3. Time series in Pastas¶
R.A. Collenteur, University of Graz, 2020
Time series are at the heart of time series analysis, and therefore need to be considered carefully when dealing with time series models. In this notebook more background information is provided on important characteristics of time series and how these may influence your modeling results. In general, Pastas depends heavily on Pandas for dealing with time series, but adds capabilities to deal with irregular time series and missing data.
All time series should be provided to Pastas as pandas.Series with a pandas.DatetimeIndex. Internally these time series are stored in a pastas.TimeSeries object. The goal of this object is to validate the user-provided time series and enable resampling (changing frequencies) of the independent time series. The TimeSeries object also has capabilities to deal with missing data in the user-provided time series. As much of these operations occur internally, this notebook is meant to
explain users what is happening and how to check for this.
Note
The standard Pastas data type for a date is the
pandas.Timestamp.The standard Pastas data type for a sequence of dates is the
pandas.DatetimeIndexwithpandas.Timestamp.The standard Pastas data type for a time series is a
pandas.Serieswith apandas.DatetimeIndex
[1]:
import numpy as np
import pandas as pd
import matplotlib.pyplot as plt
import pastas as ps
ps.show_versions()
Python version: 3.8.2 (default, Mar 25 2020, 11:22:43)

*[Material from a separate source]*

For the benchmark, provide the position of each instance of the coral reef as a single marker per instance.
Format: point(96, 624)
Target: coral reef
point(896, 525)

[Clang 4.0.1 (tags/RELEASE_401/final)]
Numpy version: 1.19.2
Scipy version: 1.6.0
Pandas version: 1.2.1
Pastas version: 0.17.0b
Matplotlib version: 3.3.2
3.1. Different types of time series¶
Time series data may generally be defined as a set of data values observed at certain times, ordered in a way that the time indices are increasing. Many time series analysis method assume that the time step between the observations is regular, the time series has evenly-spaced observations. These evenly spaced time series may have missing data, but it will still be possible to lay the values on a time-grid with constant time steps.
This is generally also assumed to be the case for the independent time series in hydrological studies. For example, the precipitation records may have some missing data but the precipitation is reported as the total rainfall over one day. In the case of missing data, we may impute a zero (no rain) or the rainfall amount from a nearby measurement station.

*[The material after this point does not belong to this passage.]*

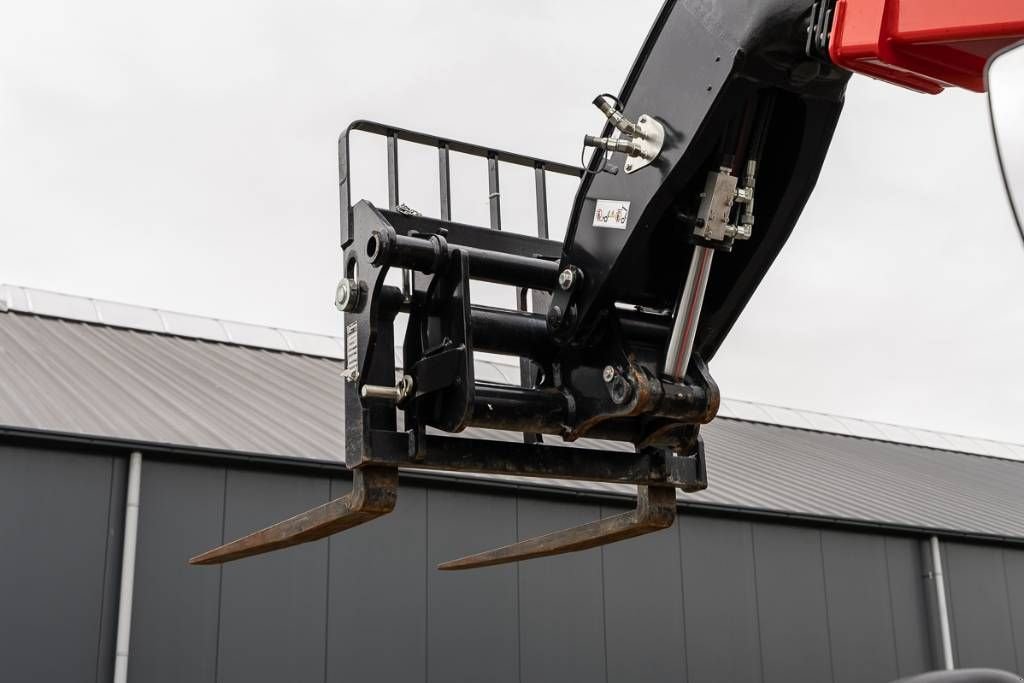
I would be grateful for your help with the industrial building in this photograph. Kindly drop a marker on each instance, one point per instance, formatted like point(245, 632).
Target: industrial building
point(811, 557)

Groundwater level time series do generally not share these characteristics with other hydrological time series, and are measured at irregular time intervals. This is especially true for historic time series that were measured by hand. The result is that the measurements can not be laid on a regular time grid. The figure below graphically shows the difference between the three types of time series.
[2]:
regular = pd.Series(index=pd.date_range("2000-01-01", "2000-01-10", freq="D"),
data=np.ones(10))
missing_data = regular.copy()
missing_data.loc[["2000-01-03", "2000-01-08"]] = np.nan
index = [t + pd.Timedelta(np.random.rand()*24, unit="H") for t in missing_data.index]
irregular = missing_data.copy()
irregular.index = index
fig, axes = plt.subplots(3,1, figsize=(6, 5), sharex=True, sharey=True)

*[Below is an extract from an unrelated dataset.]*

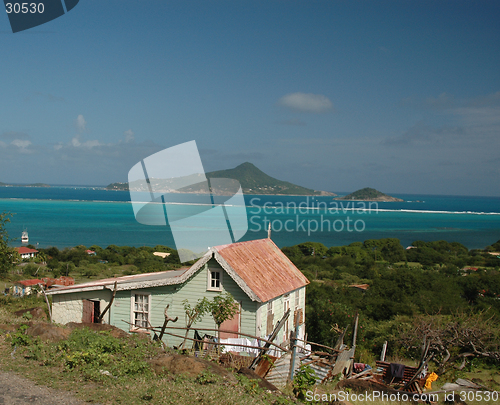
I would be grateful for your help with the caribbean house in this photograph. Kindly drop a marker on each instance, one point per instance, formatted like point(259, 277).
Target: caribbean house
point(256, 273)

regular.plot(ax=axes[0], linestyle=" ", marker="o", x_compat=True)
missing_data.plot(ax=axes[1], linestyle=" ", marker="o", x_compat=True)
irregular.plot(ax=axes[2], linestyle=" ", marker="o", x_compat=True)
for i, name in enumerate(["(a) Regular time steps", "(b) Missing Data", "(c) Irregular time steps"]):
axes[i].grid()
axes[i].set_title(name)
plt.tight_layout()
3.2. Independent and dependent time series¶
We can differentiate between two types of input time series for Pastas models: the dependent and independent time series. The dependent time series are those that we want to explain (e.g., the groundwater levels) and the independent time series are those that we use to explain the dependent time series (e.g., precipitation or evaporation). The requirements for these time series are different:
The dependent time series may be of any kind: regular, missing data or irregular.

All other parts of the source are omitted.